Wagnerowcy przedostali się na terytorium Łotwy? Szef Łotewskiej Straży Granicznej ujawnia szczegóły

- Najemnicy z Grupy Wagnera mogli już próbować przekroczyć granicę z Łotwą - powiedział wczoraj szef łotewskiej straży granicznej Guntis Pujatas w łotewskim portalu internetowym Delfi. Tłumaczył, że na granicę łotewsko - białoruską w ostatnim czasie trafia coraz więcej nielegalnych migrantów z krajów Afryki, gdzie teraz rekrutuje swoich najemników Jewgienij Prigożyn. 

2023-08-08, 10:00

Wagnerowcy przedostali się na terytorium Łotwy? Szef Łotewskiej Straży Granicznej ujawnia szczegóły
Granie z Białorusią są od 2 lat forsowane przez nielegalnych migrantów.Foto: Shutterstock/Radowitz

Grupa Wagnera stacjonuje już na Białorusi. 29 lipca ukraińska straż graniczna podała szacunki, że na Białorusi może znajdować się ponad 5 tys. bojowników Grupy Wagnera. Eksperci nie kryją, że istnieje ryzyko, że wagnerowcy będą przenikać do Europy poprzez nielegalną granicę z Białorusią. 

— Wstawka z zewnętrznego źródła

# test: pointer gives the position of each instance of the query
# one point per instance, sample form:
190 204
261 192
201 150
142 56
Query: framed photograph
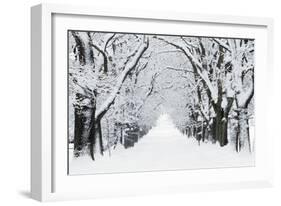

Zmienił się kraj pochodzenia nielegalnych migrantów 

Szef łotewskiej straży granicznej zwrócił uwagę na to, że w ostatnim czasie na granicę białorusko-łotewską zaczęło trafiać wielu migrantów z krajów afrykańskich. Jego zdaniem jest to znacząca zmiana. Wcześniej granicę próbowali sforsować przede wszystkim migranci z Iraku.

- Najemnicy z Grupy Wagnera mogli już próbować przekroczyć granicę z Łotwą - powiedział wczoraj w łotewskim portalu internetowym Delfi szef łotewskiej straży granicznej Guntis Pujatas. Pogranicznicy od początku roku odnotowali kilkadziesiąt przypadków uszkodzenia infrastruktury granicznej.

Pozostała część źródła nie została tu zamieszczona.